See Semantic routing for a full reference.
Metrics
Expose a Prometheus metrics endpoint:
metrics:
enabled: true
Tracing
Enable request body logging for debugging routing decisions:
tracing:
enabled: true
max_content_length: 200 # max characters per message in log output
When enabled, each chat completion request is logged with the model, message count, streaming flag, tool count, and each message's role and truncated content.
Environment variables
String values support ${VAR_NAME} expansion. Variables are expanded at startup:
export OPENAI_API_KEY=sk-...
export ANTHROPIC_API_KEY=sk-ant-...
llm-gateway run config.yaml
Complete example
A full configuration combining all sections:
listen: "0.0.0.0:8080"
zrok:
share:
enabled: true
token: ${ZROK_SHARE_TOKEN}
api_keys:
enabled: true
keys:
- name: primary
key: ${PRIMARY_API_KEY}
allowed_models: ["gpt-*", "claude-*", "llama*"]
providers:
open_ai:
api_key: ${OPENAI_API_KEY}
anthropic:
api_key: ${ANTHROPIC_API_KEY}
local:
base_url: http://localhost:11434
routing:
default_route: general
semantic:
enabled: true
provider: local
model: nomic-embed-text
threshold: 0.75
metrics:
enabled: true
Run the gateway
Pass the config file path as the first argument:
llm-gateway run config.yaml
CLI flags
llm-gateway run <config-path> [flags]
Flags:
--address string Gateway listen address (e.g., 0.0.0.0:8080)
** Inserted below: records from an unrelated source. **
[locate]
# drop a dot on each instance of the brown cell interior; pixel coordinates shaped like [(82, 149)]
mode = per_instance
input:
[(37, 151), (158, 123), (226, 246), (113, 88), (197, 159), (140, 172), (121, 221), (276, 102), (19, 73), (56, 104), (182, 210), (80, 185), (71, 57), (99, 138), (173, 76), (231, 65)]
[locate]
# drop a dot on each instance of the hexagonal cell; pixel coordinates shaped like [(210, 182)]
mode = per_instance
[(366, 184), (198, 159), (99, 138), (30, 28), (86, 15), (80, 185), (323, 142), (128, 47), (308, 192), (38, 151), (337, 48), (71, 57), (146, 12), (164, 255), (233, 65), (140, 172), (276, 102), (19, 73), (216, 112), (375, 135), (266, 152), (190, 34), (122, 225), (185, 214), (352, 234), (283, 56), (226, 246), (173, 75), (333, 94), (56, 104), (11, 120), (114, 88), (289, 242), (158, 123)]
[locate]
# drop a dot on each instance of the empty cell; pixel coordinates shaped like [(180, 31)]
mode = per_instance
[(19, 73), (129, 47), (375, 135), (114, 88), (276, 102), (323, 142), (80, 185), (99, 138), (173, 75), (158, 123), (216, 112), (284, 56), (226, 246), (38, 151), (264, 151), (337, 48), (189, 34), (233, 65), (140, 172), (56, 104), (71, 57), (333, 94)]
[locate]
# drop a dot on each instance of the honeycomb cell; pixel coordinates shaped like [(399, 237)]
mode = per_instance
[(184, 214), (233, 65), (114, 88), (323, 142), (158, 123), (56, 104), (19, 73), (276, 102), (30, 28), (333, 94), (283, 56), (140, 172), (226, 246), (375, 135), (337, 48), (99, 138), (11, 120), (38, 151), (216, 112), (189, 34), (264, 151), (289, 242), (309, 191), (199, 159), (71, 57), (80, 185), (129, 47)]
--zrok Enable zrok share (boolean)
--zrok-mode string Zrok share mode (private or public)
-h, --help Show help
CLI flags take precedence over the config file.
Startup sequence
When the gateway starts, it:
- Loads and parses the YAML config file.
- Applies any CLI flag overrides.
- Expands environment variables.
- Initializes providers (OpenAI, Anthropic, local/self-hosted) in order.
- Creates the model-to-provider router.
- Initializes OpenTelemetry metrics (if enabled).
- Initializes the semantic router (if configured).
- Starts the HTTP server (local or via zrok share).
On shutdown (SIGINT/SIGTERM), the gateway closes all providers, deletes ephemeral zrok shares, and releases zrok access objects before exiting.